What is the solution to the differential equation dy/dx=(y-y2)/x for x≠0?

[mmekosh]

Homework Statement

Solve the differential equation: dy/dx=(y-y²)/x , for all x\neq 0

Homework Equations

Integration by Parts: \int u dv = u v - \int v du

\intlnx= 1/x + C
\int (1/x) = lnx + C
dy/dx lnx = 1/x
dy/dx 1/x = lnx

The Attempt at a Solution

dy/(y-y²)=dx/x

\int 1/(y-y²) dy = \int 1/x dx

\int (1/y)(1/(1-y))dy = lnx + C

(Integration by parts)
u=1/x dv=(1/(1-y))dy
du=lnydy v= -ln(1-y)dy

-lny / y + \int lny ln(1-y) dy

And then if I continue and do integration by parts again, it just goes back to the original integral.

 

[Mark44]

Instead of trying to do this by integration by parts, use the technique of partial fractions. In a nutshell you want to rewrite your integral on the left side:
\int \frac{dy}{y(1 - y)}

with the fraction broken up into two separate fractions, like so:
\int \left[\frac{A}{y} + \frac{B}{1 - y}\right]dy

What you need to do is to find constants A and B so that 1/(y(1 - y)) is identically equal to A/y + B/(1 - y).

 

[nobahar]

\intlnx= 1/x + C
\int (1/x) = lnx + C
dy/dx lnx = 1/x
dy/dx 1/x = lnx

Hello!
I don't mean to butt in, but can someone verify that:
\frac{d}{dx}(\frac{1}{x}) = \ln{x}?
Also, the integral:
\int{\ln{x}} \left \left dx = \frac{1}{x}?
I'm confused...
Many thanks.

 

[Altabeh]

Hello!
I don't mean to butt in, but can someone verify that:
\frac{d}{dx}(\frac{1}{x}) = \ln{x}?
Also, the integral:
\int{\ln{x}} \left \left dx = \frac{1}{x}?
I'm confused...
Many thanks.

I think you've confused the concept of integral with that of derivative as

\frac{d}{dx}(\ln(x)) = \frac{1}{x}
\int{\frac{1}{x}} \left \left dx = \ln(x)+C.

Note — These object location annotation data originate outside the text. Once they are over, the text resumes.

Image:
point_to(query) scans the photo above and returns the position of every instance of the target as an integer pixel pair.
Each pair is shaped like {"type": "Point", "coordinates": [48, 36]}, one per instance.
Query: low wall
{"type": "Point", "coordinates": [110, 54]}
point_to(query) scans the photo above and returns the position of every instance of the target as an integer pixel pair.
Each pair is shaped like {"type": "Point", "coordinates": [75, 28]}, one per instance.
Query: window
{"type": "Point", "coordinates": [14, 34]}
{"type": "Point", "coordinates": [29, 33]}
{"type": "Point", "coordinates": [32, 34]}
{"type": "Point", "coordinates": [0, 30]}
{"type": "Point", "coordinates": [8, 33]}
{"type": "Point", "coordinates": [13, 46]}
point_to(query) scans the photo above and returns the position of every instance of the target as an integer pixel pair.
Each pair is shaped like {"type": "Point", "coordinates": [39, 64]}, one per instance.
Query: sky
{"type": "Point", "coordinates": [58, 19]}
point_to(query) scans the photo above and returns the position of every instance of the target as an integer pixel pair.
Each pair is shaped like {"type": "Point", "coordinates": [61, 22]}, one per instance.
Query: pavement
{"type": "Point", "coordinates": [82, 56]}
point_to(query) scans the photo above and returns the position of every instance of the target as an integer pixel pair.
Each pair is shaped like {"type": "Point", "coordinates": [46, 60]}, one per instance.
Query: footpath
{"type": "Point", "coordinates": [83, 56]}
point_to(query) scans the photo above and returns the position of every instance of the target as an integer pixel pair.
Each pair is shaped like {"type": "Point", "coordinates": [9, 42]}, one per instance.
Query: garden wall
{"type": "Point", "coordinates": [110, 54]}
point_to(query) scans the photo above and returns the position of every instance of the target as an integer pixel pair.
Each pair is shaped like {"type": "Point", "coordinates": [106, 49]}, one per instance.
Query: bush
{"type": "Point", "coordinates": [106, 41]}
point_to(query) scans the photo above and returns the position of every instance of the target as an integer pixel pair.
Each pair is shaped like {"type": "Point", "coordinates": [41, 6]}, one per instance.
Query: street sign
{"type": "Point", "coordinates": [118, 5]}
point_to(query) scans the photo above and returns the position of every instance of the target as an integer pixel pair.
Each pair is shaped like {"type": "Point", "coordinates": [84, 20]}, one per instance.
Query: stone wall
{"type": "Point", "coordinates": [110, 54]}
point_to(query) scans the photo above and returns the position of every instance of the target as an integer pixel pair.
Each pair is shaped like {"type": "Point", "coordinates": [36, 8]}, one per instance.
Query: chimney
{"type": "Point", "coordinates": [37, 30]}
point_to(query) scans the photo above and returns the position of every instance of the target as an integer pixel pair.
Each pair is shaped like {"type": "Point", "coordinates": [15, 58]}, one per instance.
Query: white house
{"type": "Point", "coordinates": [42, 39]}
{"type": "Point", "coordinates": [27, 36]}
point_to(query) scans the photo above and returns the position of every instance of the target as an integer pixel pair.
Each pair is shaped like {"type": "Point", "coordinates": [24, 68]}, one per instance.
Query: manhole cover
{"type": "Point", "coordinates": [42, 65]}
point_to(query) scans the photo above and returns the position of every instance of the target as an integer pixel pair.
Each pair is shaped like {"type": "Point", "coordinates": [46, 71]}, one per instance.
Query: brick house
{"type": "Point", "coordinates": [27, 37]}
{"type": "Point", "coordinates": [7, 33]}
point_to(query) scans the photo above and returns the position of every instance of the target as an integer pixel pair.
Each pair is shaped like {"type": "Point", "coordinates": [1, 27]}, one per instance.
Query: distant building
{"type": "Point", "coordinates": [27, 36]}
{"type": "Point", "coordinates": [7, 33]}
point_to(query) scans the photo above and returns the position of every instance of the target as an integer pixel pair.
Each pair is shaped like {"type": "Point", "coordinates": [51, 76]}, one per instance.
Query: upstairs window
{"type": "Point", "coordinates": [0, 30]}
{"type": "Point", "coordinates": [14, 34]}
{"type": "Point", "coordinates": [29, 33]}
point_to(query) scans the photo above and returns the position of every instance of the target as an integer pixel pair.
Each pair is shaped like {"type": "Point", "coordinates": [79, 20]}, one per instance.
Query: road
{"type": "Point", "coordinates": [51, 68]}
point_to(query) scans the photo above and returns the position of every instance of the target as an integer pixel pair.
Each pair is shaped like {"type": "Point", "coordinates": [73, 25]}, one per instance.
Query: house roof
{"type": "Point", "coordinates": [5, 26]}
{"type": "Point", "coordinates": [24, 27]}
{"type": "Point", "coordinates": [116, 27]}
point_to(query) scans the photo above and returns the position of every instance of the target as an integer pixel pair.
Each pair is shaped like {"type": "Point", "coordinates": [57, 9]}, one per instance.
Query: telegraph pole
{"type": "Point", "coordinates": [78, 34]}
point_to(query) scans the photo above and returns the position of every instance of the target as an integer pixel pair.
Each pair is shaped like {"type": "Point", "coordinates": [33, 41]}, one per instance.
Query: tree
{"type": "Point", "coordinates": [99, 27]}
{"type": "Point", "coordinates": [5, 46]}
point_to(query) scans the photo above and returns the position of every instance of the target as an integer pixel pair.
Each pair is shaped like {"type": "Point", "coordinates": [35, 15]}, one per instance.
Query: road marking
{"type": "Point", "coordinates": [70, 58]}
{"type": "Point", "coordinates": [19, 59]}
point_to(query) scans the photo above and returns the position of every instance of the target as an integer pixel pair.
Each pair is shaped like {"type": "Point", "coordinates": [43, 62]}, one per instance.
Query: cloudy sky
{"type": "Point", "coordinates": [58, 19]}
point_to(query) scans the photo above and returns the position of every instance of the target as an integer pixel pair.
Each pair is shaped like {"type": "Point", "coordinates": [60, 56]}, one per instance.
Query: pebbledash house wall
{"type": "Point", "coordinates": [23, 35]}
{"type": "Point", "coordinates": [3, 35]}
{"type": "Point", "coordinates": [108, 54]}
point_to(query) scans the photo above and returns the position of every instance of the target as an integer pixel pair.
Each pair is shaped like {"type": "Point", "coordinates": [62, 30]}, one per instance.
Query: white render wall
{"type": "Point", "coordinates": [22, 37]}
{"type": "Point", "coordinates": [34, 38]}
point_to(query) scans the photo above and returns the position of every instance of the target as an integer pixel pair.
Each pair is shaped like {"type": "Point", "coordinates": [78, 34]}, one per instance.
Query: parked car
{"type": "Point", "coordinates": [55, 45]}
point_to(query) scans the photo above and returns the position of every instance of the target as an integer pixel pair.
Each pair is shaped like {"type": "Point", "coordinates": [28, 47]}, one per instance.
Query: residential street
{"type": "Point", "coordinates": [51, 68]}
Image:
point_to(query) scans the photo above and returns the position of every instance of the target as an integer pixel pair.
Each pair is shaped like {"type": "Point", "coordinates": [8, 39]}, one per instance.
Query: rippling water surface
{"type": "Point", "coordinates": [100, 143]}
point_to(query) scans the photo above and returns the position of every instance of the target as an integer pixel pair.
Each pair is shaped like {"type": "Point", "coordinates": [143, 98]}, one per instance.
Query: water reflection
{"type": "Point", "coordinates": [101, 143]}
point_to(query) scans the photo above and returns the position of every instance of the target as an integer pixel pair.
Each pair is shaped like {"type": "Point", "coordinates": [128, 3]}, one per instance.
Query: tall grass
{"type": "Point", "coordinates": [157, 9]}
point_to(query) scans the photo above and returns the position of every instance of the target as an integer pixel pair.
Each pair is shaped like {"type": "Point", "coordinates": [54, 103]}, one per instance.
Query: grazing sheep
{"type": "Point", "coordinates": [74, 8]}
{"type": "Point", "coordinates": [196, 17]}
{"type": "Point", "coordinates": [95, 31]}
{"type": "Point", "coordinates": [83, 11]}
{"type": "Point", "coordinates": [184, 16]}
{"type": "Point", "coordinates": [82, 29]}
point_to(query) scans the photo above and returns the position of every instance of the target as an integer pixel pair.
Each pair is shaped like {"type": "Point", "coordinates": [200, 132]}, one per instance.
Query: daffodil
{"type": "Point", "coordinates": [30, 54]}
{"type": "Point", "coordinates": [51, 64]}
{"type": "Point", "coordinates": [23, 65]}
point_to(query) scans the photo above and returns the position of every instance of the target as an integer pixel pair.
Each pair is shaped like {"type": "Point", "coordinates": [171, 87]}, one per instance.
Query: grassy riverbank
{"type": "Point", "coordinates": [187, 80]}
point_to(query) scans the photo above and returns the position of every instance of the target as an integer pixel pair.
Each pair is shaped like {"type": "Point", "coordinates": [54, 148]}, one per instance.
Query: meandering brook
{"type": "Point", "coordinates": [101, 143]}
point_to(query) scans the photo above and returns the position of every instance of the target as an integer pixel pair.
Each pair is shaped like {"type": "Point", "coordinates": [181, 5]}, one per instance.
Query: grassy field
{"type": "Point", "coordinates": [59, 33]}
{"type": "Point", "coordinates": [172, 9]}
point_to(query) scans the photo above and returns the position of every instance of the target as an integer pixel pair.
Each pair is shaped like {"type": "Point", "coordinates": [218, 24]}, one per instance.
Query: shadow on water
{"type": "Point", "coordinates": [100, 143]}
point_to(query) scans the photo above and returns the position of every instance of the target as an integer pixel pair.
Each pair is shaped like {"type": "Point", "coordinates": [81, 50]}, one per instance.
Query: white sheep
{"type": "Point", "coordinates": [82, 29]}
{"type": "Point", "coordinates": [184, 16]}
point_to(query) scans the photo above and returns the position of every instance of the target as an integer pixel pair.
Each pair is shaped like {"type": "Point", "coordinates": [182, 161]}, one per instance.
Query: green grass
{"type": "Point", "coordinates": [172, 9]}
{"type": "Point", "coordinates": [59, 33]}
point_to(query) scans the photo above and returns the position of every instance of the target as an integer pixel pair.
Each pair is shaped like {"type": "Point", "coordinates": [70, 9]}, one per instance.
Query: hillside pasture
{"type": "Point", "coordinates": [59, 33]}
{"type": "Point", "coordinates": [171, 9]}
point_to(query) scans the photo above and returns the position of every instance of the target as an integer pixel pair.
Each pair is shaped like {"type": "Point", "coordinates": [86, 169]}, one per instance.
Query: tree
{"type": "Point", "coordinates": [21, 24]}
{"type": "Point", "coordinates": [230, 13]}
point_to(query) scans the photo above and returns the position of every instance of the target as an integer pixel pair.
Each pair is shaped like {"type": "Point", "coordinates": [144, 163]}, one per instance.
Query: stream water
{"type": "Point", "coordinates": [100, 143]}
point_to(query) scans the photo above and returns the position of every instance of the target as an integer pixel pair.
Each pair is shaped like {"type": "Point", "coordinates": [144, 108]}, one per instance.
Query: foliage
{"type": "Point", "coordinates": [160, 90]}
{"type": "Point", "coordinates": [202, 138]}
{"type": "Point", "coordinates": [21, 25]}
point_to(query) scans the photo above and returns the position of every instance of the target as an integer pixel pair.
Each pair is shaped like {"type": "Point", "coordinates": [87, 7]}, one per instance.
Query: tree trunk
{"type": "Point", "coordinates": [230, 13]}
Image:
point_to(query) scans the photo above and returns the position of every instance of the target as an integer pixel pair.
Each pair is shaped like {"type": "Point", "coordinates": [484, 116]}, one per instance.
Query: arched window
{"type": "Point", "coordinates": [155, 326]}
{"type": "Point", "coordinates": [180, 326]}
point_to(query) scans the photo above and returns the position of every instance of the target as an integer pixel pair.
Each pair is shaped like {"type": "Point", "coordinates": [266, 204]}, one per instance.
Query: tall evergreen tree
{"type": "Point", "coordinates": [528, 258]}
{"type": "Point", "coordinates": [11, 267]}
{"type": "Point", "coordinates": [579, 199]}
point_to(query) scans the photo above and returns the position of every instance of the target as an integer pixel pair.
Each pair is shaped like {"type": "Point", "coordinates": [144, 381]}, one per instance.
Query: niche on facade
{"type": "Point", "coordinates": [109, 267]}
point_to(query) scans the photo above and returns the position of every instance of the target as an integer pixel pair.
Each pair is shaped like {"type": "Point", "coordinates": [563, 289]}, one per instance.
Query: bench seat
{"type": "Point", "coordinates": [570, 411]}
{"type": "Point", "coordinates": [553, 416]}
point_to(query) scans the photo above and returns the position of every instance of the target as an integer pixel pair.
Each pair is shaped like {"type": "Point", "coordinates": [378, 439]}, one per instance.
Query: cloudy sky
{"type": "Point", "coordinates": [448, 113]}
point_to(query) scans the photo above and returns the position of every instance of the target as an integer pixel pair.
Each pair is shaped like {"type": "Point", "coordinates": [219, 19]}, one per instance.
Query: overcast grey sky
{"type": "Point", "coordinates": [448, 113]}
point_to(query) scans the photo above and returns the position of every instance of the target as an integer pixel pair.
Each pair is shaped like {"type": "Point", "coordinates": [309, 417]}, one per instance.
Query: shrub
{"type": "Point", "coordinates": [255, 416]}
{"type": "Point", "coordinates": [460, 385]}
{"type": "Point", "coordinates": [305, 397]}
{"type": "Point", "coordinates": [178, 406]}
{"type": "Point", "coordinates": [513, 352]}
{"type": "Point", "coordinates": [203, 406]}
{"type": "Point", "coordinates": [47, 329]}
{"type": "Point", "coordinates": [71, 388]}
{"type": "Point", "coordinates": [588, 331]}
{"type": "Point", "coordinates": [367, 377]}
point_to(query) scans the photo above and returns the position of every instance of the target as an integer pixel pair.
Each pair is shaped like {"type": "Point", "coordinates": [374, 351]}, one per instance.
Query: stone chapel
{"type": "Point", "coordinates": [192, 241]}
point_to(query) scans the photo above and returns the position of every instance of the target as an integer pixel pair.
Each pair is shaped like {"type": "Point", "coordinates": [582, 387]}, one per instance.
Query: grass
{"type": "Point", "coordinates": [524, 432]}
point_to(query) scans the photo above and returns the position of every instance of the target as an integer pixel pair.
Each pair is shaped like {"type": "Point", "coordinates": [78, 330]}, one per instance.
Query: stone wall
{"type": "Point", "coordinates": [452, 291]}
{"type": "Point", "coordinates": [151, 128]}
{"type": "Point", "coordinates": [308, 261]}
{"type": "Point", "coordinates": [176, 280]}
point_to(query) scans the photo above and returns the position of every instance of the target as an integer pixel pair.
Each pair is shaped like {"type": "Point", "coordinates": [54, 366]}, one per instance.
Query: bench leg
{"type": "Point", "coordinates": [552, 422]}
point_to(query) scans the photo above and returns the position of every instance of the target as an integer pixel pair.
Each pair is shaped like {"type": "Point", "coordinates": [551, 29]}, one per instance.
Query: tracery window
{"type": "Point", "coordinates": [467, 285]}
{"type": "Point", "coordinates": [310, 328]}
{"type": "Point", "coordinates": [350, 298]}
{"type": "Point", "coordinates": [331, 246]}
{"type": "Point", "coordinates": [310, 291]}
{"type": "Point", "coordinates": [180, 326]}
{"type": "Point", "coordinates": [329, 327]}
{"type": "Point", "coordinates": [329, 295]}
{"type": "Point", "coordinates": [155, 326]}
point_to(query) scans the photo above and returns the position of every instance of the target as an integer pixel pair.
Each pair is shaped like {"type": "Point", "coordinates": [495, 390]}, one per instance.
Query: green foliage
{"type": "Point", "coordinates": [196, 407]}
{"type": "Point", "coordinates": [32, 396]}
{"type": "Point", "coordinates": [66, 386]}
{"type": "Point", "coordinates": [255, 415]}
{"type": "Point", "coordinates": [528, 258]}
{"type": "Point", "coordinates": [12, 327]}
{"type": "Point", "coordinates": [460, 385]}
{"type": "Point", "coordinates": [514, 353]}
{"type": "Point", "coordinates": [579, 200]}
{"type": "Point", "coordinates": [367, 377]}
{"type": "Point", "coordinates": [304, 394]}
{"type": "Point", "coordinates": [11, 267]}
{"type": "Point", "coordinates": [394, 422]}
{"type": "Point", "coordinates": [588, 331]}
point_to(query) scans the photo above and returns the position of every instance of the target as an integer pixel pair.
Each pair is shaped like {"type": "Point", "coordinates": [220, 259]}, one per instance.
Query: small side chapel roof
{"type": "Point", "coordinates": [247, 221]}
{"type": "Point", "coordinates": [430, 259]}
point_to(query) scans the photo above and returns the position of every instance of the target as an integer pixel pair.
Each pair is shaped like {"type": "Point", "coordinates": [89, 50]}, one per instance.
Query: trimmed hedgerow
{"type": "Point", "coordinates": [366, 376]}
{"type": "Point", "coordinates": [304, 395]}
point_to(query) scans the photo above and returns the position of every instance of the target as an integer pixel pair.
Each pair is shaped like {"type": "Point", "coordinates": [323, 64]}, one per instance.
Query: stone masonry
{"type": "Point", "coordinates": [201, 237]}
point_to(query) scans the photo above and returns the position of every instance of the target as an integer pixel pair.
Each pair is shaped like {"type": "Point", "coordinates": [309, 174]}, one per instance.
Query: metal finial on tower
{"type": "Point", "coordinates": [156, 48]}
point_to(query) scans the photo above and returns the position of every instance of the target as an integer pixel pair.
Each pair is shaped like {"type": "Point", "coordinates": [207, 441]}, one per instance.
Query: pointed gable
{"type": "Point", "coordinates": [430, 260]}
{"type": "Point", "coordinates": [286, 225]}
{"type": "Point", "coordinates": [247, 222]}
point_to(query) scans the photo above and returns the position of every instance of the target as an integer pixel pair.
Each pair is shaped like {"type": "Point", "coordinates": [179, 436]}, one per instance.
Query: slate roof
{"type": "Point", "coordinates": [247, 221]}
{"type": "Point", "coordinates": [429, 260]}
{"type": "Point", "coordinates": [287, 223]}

And yeah both are correct.

AB

 

[HallsofIvy]

Hello!
I don't mean to butt in, but can someone verify that:
\frac{d}{dx}(\frac{1}{x}) = \ln{x}?

No, no one can verify that- it's not true. What is true is that
\frac{d}{dx}(\frac{1}{x})= -\frac{1}{x^2}
because \frac{1}{x}= x^{-1} and the derivative of x^n is nx^{n-1}.

Also, the integral:
\int{\ln{x}} \left \left dx = \frac{1}{x}?
I'm confused...
Many thanks.

No, that's also not true. \int ln(x) dx= ln(x)(x- 1)+ C

You have these both backwards: d(ln(x))/dx= 1/x and \int 1/x dx= ln(x)+ C.

 

[nobahar]

Thanks both Altabeh and Halls.
I didn't consider them to be true, hence why I said I was confused. It was from the OP's relevant equations section.